Reputation: 2165
I am trying to extract tables from an HTML document using the xpath module in Python. If I print the downloaded HTML, I see the full DOM as it should be. However, when I use xpath.get, it give me a tbody section, but not the one I want and certainly not the only one that should be there.

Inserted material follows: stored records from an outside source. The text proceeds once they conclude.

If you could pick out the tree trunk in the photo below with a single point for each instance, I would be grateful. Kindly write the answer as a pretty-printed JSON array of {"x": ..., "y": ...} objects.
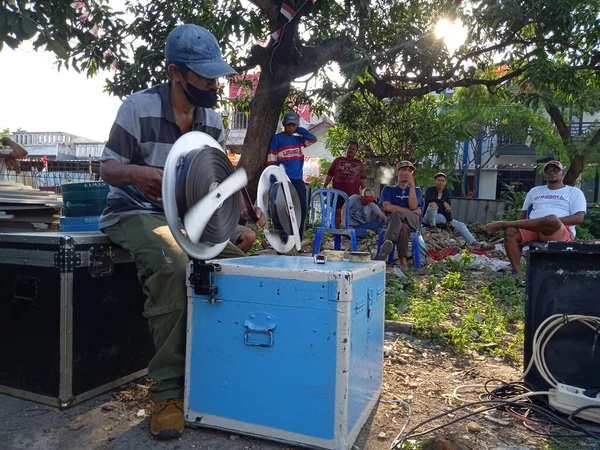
[
  {"x": 267, "y": 103},
  {"x": 575, "y": 169}
]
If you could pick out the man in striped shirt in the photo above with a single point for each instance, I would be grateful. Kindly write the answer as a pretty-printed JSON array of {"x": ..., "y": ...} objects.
[
  {"x": 286, "y": 149},
  {"x": 147, "y": 125}
]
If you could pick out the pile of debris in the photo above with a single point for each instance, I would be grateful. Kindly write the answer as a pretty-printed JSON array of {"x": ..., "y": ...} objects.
[{"x": 24, "y": 208}]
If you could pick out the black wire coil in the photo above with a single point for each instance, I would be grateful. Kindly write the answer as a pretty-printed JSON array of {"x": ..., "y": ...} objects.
[{"x": 199, "y": 172}]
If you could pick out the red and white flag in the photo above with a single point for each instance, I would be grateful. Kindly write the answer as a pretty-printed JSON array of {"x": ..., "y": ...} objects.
[{"x": 287, "y": 11}]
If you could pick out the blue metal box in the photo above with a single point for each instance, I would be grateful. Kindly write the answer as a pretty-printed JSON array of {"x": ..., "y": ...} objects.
[{"x": 289, "y": 350}]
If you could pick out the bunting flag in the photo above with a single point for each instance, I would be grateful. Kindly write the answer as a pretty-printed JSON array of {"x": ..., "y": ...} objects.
[
  {"x": 289, "y": 13},
  {"x": 94, "y": 30}
]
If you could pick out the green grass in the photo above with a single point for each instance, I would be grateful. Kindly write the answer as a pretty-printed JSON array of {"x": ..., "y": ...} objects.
[{"x": 467, "y": 312}]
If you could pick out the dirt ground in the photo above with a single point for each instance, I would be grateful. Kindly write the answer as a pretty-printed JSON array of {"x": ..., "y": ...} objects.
[{"x": 419, "y": 372}]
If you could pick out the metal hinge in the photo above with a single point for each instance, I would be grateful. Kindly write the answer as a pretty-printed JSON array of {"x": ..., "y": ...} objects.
[
  {"x": 101, "y": 261},
  {"x": 67, "y": 259},
  {"x": 202, "y": 279}
]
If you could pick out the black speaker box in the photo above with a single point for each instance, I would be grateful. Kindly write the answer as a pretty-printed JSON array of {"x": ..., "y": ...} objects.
[{"x": 564, "y": 278}]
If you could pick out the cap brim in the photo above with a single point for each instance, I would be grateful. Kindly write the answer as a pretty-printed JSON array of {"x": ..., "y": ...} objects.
[{"x": 213, "y": 69}]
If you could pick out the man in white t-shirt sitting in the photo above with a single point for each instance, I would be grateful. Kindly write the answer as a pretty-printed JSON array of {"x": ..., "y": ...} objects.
[
  {"x": 556, "y": 209},
  {"x": 364, "y": 214}
]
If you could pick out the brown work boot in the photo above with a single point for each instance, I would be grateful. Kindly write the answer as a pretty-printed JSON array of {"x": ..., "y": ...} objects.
[{"x": 166, "y": 420}]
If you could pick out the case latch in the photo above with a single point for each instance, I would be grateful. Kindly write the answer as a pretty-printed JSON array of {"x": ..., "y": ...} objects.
[
  {"x": 202, "y": 279},
  {"x": 259, "y": 330},
  {"x": 101, "y": 261}
]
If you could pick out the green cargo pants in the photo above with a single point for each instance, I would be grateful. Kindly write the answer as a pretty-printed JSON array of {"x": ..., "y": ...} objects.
[{"x": 161, "y": 268}]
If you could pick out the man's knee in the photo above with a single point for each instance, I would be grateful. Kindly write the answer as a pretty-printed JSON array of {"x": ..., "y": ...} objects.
[
  {"x": 512, "y": 234},
  {"x": 552, "y": 222},
  {"x": 249, "y": 236}
]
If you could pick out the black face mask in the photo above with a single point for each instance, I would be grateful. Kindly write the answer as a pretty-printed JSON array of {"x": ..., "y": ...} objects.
[{"x": 205, "y": 98}]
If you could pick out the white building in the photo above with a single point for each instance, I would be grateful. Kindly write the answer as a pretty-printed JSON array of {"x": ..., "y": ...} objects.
[{"x": 58, "y": 145}]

Here is the script.
import requests
from webscraping import download, xpath
D = download.Download()
url = 'http://labs.mementoweb.org/timemap/json/http://www.awebsiteimscraping.com'
r = requests.get(url)
data = []
mementos = r.json()['mementos']['list']
for memento in mementos:
data.append(D.get(memento['uri']))
# print xpath.get(data[10], '//table')
print type(data[0])
# print data[10]
print len(data)
I'm new to this, so idk if it matters, but the type of each element in 'data' is str.
Upvotes: 0
Views: 96
Reputation: 2334
Convert type of data to dict using json.loads()
Try this,
import requests
import json
from webscraping import download, xpath
D = download.Download()
url = 'http://labs.mementoweb.org/timemap/json/http://www.awebsiteimscraping.com'
r = requests.get(url)
data = []
mementos = r.json()['mementos']['list']
for memento in mementos:
data.append(D.get(memento['uri']))
# print xpath.get(data[10], '//table')
print type(data[0])
# print data[10]
print len(data)
json_data = json.loads(data)
print type(json_data[0])
Upvotes: 2